Pero, para su sorpresa y consternación, Volusia observó cómo las esferas de luz verde rebotaban, inofensivas, en las murallas de la capital, para después desaparecer en brillantes destellos de luz. No podía comprenderlo: eran inefectivas.
Volusia miró a Vokin, el cual parecía también desconcertado.
Allá arriba, el comandante del Imperio, reía mientras miraba hacia abajo.
“Usted no es la única que posee brujería”, dijo. “Las paredes de esta capital no pueden derribarse con la magia, han superado el paso de miles de años, han mantenido a raya a los bárbaros, ejércitos enteros más grandes que el suyo. No existe magia que pueda derribarlas –solo las manos humanas”.
Él hizo una maliciosa y amplia sonrisa.
“Ya ve”, añadió, “ha cometido el mismo error que tantos otros que pretendieron conquistarla antes que usted. Ha confiado en la brujería para acercarse a esta capital y ahora pagará el precio”.
Los cuernos sonaban arriba y abajo de los parapetos y, cuando Volusia echó un vistazo, se sorprendió al ver un ejército de soldados que dibujaba el horizonte. La línea del horizonte estaba llena de cientos de miles de ellos, un gran ejército, más grande incluso que los hombres que tenía tras ella. Estaba claro que habían estado esperando la orden del comandante del Imperio más allá de las murallas, al otro lado de la capital, en el desierto. No había topado con una batalla más, esta sería una guerra en toda regla.
Sonó otro cuerno y, de repente, las enormes puertas de oro que tenía ante ella empezaron a abrirse. Se abrían más y más y, mientras lo hacían, se oyó un gran grito de guerra, mientras salían más miles de soldados del Imperio, dirigiéndose directamente a ellos.
A la vez, los centenares de miles de soldados que estaban en el horizonte se dirigían también hacia ellos, dividiendo sus fuerzas alrededor de la ciudad del Imperio y atacándolos por ambos lados.
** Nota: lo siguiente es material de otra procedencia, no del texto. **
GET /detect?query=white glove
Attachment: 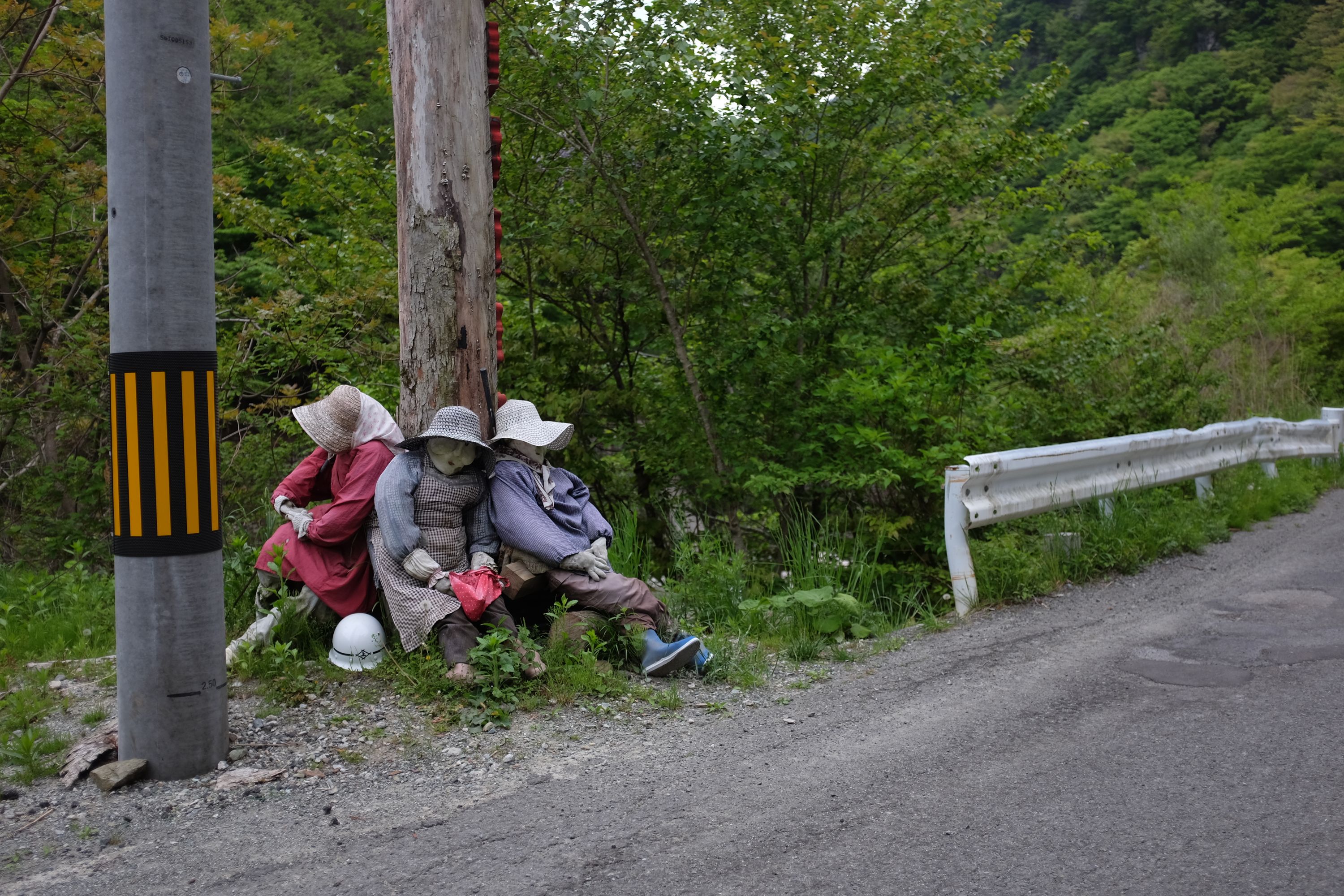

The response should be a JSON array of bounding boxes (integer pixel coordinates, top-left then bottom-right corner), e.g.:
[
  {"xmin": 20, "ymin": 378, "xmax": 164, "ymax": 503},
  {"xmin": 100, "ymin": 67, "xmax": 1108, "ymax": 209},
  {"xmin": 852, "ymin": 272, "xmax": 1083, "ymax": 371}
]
[
  {"xmin": 276, "ymin": 494, "xmax": 313, "ymax": 538},
  {"xmin": 560, "ymin": 551, "xmax": 612, "ymax": 582},
  {"xmin": 402, "ymin": 548, "xmax": 442, "ymax": 582}
]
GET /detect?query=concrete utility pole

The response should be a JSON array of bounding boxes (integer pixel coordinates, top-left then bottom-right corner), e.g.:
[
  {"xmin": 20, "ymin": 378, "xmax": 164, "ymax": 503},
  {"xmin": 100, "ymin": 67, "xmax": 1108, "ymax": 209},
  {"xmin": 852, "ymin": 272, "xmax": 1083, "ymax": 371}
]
[
  {"xmin": 387, "ymin": 0, "xmax": 499, "ymax": 435},
  {"xmin": 103, "ymin": 0, "xmax": 228, "ymax": 778}
]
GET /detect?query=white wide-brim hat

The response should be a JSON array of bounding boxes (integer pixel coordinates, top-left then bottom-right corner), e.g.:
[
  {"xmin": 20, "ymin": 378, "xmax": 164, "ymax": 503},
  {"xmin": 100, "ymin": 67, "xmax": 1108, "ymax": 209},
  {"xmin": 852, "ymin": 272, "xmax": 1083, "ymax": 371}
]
[
  {"xmin": 491, "ymin": 398, "xmax": 574, "ymax": 451},
  {"xmin": 290, "ymin": 386, "xmax": 363, "ymax": 454},
  {"xmin": 396, "ymin": 402, "xmax": 497, "ymax": 474}
]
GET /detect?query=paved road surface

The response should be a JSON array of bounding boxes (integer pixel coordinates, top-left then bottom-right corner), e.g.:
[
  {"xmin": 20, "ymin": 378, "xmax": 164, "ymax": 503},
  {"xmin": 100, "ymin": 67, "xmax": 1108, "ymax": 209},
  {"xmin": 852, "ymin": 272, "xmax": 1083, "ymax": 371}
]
[{"xmin": 5, "ymin": 491, "xmax": 1344, "ymax": 896}]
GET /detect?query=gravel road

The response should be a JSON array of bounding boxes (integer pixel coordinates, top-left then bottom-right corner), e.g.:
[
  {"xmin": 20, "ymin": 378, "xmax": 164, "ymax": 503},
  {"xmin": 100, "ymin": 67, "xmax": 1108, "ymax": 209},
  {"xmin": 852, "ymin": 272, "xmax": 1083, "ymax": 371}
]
[{"xmin": 0, "ymin": 491, "xmax": 1344, "ymax": 896}]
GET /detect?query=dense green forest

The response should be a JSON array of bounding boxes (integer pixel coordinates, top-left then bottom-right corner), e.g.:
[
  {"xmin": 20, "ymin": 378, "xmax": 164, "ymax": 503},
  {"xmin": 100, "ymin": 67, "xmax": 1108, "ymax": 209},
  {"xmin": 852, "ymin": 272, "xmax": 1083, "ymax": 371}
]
[{"xmin": 0, "ymin": 0, "xmax": 1344, "ymax": 587}]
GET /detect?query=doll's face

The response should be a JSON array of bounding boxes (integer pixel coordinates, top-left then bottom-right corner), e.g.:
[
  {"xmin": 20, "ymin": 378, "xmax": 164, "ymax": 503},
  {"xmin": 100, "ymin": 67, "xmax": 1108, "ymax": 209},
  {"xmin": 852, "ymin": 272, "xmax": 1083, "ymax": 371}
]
[
  {"xmin": 425, "ymin": 435, "xmax": 476, "ymax": 475},
  {"xmin": 508, "ymin": 439, "xmax": 546, "ymax": 463}
]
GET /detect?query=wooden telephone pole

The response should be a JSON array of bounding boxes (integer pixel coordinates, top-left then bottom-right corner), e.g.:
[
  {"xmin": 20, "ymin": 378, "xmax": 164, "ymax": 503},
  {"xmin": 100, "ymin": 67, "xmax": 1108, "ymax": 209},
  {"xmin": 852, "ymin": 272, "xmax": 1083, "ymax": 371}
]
[{"xmin": 387, "ymin": 0, "xmax": 499, "ymax": 438}]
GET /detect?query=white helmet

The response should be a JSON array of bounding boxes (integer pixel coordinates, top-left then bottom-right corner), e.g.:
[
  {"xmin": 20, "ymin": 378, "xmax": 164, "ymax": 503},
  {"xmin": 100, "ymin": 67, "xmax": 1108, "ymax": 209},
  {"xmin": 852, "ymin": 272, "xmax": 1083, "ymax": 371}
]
[{"xmin": 327, "ymin": 612, "xmax": 387, "ymax": 672}]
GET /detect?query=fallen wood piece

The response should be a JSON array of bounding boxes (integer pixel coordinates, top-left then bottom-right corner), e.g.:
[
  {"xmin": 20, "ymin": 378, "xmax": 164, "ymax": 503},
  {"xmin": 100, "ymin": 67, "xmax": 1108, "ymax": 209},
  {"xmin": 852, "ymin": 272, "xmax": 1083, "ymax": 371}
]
[
  {"xmin": 89, "ymin": 759, "xmax": 149, "ymax": 794},
  {"xmin": 5, "ymin": 806, "xmax": 56, "ymax": 840},
  {"xmin": 28, "ymin": 653, "xmax": 117, "ymax": 669},
  {"xmin": 60, "ymin": 716, "xmax": 117, "ymax": 790},
  {"xmin": 215, "ymin": 766, "xmax": 285, "ymax": 790}
]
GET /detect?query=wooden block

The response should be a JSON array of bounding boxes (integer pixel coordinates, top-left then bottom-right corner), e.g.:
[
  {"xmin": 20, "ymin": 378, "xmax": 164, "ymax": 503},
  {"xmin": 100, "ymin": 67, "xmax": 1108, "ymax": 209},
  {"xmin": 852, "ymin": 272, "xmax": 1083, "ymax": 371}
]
[{"xmin": 500, "ymin": 563, "xmax": 548, "ymax": 600}]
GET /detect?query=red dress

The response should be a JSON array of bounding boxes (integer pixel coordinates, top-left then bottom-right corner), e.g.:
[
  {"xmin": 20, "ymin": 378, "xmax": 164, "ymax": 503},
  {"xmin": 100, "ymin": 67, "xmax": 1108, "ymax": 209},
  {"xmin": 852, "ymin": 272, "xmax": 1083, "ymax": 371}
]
[{"xmin": 257, "ymin": 442, "xmax": 392, "ymax": 618}]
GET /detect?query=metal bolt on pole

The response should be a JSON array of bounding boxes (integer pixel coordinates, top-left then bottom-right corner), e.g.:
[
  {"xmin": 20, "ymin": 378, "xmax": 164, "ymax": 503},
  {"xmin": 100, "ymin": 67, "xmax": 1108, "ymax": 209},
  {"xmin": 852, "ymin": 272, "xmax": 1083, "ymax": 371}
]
[{"xmin": 103, "ymin": 0, "xmax": 228, "ymax": 779}]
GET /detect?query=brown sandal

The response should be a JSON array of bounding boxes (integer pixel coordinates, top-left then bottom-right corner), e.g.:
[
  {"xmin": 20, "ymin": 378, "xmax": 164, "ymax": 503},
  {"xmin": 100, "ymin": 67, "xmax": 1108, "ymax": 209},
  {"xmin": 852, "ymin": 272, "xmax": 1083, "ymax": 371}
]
[
  {"xmin": 446, "ymin": 662, "xmax": 476, "ymax": 685},
  {"xmin": 517, "ymin": 650, "xmax": 546, "ymax": 678}
]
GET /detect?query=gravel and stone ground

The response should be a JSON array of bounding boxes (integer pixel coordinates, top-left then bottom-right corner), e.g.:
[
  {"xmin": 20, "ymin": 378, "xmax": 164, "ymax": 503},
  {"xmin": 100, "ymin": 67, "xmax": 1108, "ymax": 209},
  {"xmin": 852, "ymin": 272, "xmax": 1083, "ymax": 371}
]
[{"xmin": 0, "ymin": 491, "xmax": 1344, "ymax": 896}]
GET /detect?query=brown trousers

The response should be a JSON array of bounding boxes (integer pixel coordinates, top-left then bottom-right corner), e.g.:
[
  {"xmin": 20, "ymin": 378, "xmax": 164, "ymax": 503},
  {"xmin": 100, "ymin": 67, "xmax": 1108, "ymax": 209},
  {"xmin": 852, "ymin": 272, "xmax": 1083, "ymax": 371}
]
[
  {"xmin": 438, "ymin": 598, "xmax": 517, "ymax": 669},
  {"xmin": 546, "ymin": 569, "xmax": 675, "ymax": 633}
]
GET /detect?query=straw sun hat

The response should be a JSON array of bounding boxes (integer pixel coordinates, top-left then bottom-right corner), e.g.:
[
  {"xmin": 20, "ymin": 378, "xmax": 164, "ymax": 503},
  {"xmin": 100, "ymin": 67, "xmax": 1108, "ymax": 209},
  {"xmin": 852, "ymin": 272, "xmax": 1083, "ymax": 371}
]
[
  {"xmin": 396, "ymin": 405, "xmax": 495, "ymax": 473},
  {"xmin": 491, "ymin": 398, "xmax": 574, "ymax": 451},
  {"xmin": 290, "ymin": 386, "xmax": 362, "ymax": 454}
]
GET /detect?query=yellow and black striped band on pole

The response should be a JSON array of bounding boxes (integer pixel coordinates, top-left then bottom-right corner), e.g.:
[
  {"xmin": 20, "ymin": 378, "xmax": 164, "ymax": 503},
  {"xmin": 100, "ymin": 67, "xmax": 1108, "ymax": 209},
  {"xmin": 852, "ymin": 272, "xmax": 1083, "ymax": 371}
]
[{"xmin": 108, "ymin": 352, "xmax": 224, "ymax": 557}]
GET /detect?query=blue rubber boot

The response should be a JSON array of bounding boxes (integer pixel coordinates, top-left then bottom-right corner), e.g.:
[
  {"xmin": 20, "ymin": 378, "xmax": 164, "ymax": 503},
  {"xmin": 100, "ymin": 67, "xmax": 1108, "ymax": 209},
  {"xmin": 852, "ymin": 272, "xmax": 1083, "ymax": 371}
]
[
  {"xmin": 695, "ymin": 643, "xmax": 714, "ymax": 676},
  {"xmin": 676, "ymin": 629, "xmax": 714, "ymax": 676},
  {"xmin": 640, "ymin": 629, "xmax": 702, "ymax": 678}
]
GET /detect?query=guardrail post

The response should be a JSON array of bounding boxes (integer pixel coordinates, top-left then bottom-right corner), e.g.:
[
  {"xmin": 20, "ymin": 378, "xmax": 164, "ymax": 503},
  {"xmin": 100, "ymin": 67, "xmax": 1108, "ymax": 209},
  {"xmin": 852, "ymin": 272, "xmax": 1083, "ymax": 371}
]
[
  {"xmin": 1321, "ymin": 407, "xmax": 1344, "ymax": 454},
  {"xmin": 1195, "ymin": 475, "xmax": 1214, "ymax": 501},
  {"xmin": 942, "ymin": 466, "xmax": 980, "ymax": 616}
]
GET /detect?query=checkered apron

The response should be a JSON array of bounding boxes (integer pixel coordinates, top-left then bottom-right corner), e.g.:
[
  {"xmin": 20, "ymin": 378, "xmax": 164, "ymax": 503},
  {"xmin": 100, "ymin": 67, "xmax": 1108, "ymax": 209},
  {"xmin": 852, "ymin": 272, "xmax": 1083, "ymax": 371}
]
[{"xmin": 368, "ymin": 462, "xmax": 487, "ymax": 651}]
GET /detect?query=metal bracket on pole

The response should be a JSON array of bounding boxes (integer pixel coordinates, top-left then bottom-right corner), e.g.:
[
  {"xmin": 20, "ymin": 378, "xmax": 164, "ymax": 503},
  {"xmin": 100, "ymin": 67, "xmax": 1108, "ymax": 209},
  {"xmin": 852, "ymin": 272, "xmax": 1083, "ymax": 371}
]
[
  {"xmin": 942, "ymin": 466, "xmax": 980, "ymax": 616},
  {"xmin": 1195, "ymin": 475, "xmax": 1214, "ymax": 501}
]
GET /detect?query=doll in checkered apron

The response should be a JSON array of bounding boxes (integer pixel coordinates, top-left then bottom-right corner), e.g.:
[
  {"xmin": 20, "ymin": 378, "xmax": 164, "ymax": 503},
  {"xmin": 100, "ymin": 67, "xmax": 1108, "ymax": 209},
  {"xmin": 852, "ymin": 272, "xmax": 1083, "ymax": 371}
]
[{"xmin": 368, "ymin": 406, "xmax": 546, "ymax": 684}]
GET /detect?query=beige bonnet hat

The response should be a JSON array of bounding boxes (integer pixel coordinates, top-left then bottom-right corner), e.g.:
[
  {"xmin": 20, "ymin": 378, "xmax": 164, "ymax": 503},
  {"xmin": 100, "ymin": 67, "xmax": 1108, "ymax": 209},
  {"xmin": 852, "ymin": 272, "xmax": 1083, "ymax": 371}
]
[{"xmin": 292, "ymin": 386, "xmax": 363, "ymax": 454}]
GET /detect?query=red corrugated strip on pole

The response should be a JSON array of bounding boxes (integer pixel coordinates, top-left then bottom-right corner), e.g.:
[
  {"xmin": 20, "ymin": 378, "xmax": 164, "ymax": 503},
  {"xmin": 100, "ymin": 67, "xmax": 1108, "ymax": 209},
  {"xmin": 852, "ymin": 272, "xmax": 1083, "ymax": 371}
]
[
  {"xmin": 491, "ymin": 116, "xmax": 504, "ymax": 187},
  {"xmin": 485, "ymin": 22, "xmax": 500, "ymax": 97},
  {"xmin": 495, "ymin": 208, "xmax": 504, "ymax": 277}
]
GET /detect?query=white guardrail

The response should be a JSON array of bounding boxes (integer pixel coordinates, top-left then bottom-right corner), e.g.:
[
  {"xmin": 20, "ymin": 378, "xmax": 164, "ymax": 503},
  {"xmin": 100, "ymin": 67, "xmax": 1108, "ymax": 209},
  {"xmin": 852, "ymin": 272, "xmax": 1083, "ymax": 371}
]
[{"xmin": 943, "ymin": 407, "xmax": 1344, "ymax": 615}]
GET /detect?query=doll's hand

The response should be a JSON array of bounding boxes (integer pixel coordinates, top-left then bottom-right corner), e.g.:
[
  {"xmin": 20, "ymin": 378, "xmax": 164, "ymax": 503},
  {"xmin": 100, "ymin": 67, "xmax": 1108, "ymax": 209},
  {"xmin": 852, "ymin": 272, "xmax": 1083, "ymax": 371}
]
[
  {"xmin": 402, "ymin": 548, "xmax": 442, "ymax": 582},
  {"xmin": 560, "ymin": 551, "xmax": 612, "ymax": 582},
  {"xmin": 472, "ymin": 551, "xmax": 500, "ymax": 572}
]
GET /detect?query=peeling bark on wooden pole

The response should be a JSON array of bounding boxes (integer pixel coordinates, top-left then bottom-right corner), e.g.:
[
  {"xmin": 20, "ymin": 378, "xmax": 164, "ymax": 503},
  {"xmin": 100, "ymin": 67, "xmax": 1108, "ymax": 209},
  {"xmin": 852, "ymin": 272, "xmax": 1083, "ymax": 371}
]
[{"xmin": 387, "ymin": 0, "xmax": 497, "ymax": 437}]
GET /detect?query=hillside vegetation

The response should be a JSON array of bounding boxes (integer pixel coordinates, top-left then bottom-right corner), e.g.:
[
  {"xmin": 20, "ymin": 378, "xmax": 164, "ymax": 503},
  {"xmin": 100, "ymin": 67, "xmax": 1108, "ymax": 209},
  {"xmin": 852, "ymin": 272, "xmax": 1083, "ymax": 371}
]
[{"xmin": 0, "ymin": 0, "xmax": 1344, "ymax": 612}]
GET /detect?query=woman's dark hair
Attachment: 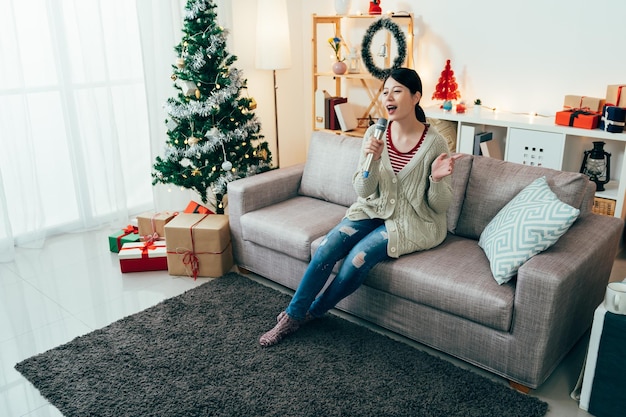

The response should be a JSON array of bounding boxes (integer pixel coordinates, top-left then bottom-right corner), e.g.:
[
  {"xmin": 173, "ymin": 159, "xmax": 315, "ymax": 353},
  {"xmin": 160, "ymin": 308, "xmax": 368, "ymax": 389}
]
[{"xmin": 385, "ymin": 68, "xmax": 426, "ymax": 123}]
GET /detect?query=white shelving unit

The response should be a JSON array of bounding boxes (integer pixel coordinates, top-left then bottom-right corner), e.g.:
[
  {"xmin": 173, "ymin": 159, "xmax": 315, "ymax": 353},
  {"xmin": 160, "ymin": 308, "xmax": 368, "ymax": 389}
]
[{"xmin": 424, "ymin": 108, "xmax": 626, "ymax": 219}]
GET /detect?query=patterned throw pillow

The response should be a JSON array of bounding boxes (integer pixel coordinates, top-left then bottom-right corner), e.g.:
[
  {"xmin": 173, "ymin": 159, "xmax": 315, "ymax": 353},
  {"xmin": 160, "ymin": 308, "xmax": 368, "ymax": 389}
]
[{"xmin": 478, "ymin": 177, "xmax": 580, "ymax": 284}]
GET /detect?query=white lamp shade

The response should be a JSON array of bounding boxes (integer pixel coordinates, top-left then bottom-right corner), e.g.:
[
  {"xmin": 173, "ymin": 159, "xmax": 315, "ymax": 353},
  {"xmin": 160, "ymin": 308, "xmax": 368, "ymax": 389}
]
[{"xmin": 256, "ymin": 0, "xmax": 291, "ymax": 70}]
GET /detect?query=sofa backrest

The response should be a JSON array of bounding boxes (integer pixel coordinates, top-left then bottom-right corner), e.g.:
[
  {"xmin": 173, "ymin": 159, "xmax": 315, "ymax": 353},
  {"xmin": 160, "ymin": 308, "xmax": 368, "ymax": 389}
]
[
  {"xmin": 448, "ymin": 155, "xmax": 595, "ymax": 239},
  {"xmin": 300, "ymin": 131, "xmax": 362, "ymax": 207}
]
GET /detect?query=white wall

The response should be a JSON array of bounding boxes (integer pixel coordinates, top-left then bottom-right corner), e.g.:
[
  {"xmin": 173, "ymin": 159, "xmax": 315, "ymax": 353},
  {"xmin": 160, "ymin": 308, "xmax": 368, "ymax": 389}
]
[{"xmin": 224, "ymin": 0, "xmax": 626, "ymax": 166}]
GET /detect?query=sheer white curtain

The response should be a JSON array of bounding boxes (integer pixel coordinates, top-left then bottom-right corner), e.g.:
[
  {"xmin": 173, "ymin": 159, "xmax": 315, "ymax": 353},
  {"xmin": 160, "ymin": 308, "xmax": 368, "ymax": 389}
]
[{"xmin": 0, "ymin": 0, "xmax": 153, "ymax": 261}]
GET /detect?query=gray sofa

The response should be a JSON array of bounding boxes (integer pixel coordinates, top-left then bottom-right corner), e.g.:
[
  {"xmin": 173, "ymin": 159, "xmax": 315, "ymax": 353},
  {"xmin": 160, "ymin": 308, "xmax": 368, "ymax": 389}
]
[{"xmin": 228, "ymin": 132, "xmax": 623, "ymax": 388}]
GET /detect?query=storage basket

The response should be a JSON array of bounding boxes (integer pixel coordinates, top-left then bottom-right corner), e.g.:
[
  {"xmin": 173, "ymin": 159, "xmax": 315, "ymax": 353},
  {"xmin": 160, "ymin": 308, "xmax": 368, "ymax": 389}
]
[{"xmin": 592, "ymin": 197, "xmax": 615, "ymax": 216}]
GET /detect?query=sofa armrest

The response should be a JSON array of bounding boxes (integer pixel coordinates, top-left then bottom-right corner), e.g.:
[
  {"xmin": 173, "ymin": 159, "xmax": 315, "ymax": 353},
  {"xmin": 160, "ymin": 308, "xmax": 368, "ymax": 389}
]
[
  {"xmin": 512, "ymin": 214, "xmax": 624, "ymax": 384},
  {"xmin": 228, "ymin": 164, "xmax": 304, "ymax": 265}
]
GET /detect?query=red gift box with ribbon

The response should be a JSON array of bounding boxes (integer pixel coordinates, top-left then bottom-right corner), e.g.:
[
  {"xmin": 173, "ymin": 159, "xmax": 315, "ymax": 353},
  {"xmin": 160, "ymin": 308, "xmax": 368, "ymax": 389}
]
[
  {"xmin": 117, "ymin": 240, "xmax": 167, "ymax": 273},
  {"xmin": 109, "ymin": 224, "xmax": 140, "ymax": 253},
  {"xmin": 137, "ymin": 211, "xmax": 178, "ymax": 241},
  {"xmin": 563, "ymin": 95, "xmax": 606, "ymax": 113},
  {"xmin": 554, "ymin": 109, "xmax": 601, "ymax": 129},
  {"xmin": 165, "ymin": 213, "xmax": 233, "ymax": 279}
]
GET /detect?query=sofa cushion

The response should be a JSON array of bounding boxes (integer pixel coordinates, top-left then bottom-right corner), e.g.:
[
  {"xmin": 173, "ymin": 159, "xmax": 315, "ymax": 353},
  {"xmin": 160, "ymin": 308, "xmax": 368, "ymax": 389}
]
[
  {"xmin": 478, "ymin": 177, "xmax": 580, "ymax": 284},
  {"xmin": 446, "ymin": 155, "xmax": 474, "ymax": 233},
  {"xmin": 241, "ymin": 196, "xmax": 346, "ymax": 262},
  {"xmin": 300, "ymin": 131, "xmax": 362, "ymax": 207},
  {"xmin": 455, "ymin": 157, "xmax": 589, "ymax": 240},
  {"xmin": 364, "ymin": 234, "xmax": 515, "ymax": 332}
]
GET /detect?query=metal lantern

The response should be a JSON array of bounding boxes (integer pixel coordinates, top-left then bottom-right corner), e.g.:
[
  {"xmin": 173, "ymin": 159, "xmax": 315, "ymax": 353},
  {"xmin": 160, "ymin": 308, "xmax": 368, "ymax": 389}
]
[{"xmin": 580, "ymin": 141, "xmax": 611, "ymax": 191}]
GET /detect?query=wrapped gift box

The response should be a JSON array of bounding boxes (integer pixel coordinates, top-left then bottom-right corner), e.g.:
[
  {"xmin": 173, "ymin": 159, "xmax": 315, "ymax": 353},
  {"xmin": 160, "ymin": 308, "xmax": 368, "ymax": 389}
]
[
  {"xmin": 137, "ymin": 211, "xmax": 178, "ymax": 240},
  {"xmin": 563, "ymin": 95, "xmax": 606, "ymax": 112},
  {"xmin": 109, "ymin": 224, "xmax": 140, "ymax": 253},
  {"xmin": 606, "ymin": 84, "xmax": 626, "ymax": 107},
  {"xmin": 598, "ymin": 104, "xmax": 626, "ymax": 133},
  {"xmin": 554, "ymin": 110, "xmax": 600, "ymax": 129},
  {"xmin": 117, "ymin": 240, "xmax": 167, "ymax": 273},
  {"xmin": 184, "ymin": 201, "xmax": 214, "ymax": 214},
  {"xmin": 165, "ymin": 213, "xmax": 233, "ymax": 278}
]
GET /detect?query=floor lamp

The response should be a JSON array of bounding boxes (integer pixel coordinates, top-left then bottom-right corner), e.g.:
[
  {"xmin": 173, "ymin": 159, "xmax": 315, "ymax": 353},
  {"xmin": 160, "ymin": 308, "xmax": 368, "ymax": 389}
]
[{"xmin": 256, "ymin": 0, "xmax": 291, "ymax": 168}]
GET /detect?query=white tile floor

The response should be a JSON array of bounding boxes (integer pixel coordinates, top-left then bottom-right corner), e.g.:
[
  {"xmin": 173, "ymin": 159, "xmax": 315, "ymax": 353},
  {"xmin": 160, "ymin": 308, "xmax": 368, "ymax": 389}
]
[{"xmin": 0, "ymin": 230, "xmax": 626, "ymax": 417}]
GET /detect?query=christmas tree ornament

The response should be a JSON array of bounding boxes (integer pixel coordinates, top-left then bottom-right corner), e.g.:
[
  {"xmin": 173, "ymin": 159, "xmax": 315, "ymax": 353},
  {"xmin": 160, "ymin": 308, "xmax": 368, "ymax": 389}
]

Volusia, que se mantenía en su sitio, levantó un puño en alto y lo bajó después.
Tras ella, su ejército soltó un gran grito de guerra mientras corrían a toda prisa para encontrarse con los hombres del Imperio.
Volusia sabía que esta era la batalla que decidiría el destino de la capital –el mismo destino del Imperio. Sus hechiceros le habían fallado pero sus soldados no lo harían. Al fin y al cabo, ella podía ser más despiadada que cualquier hombre y, para ello, no necesitaba de la brujería.
Veía cómo los hombres se dirigían hacia ella y no se movió, deleitándose ante la oportunidad de matar o ser asesinada.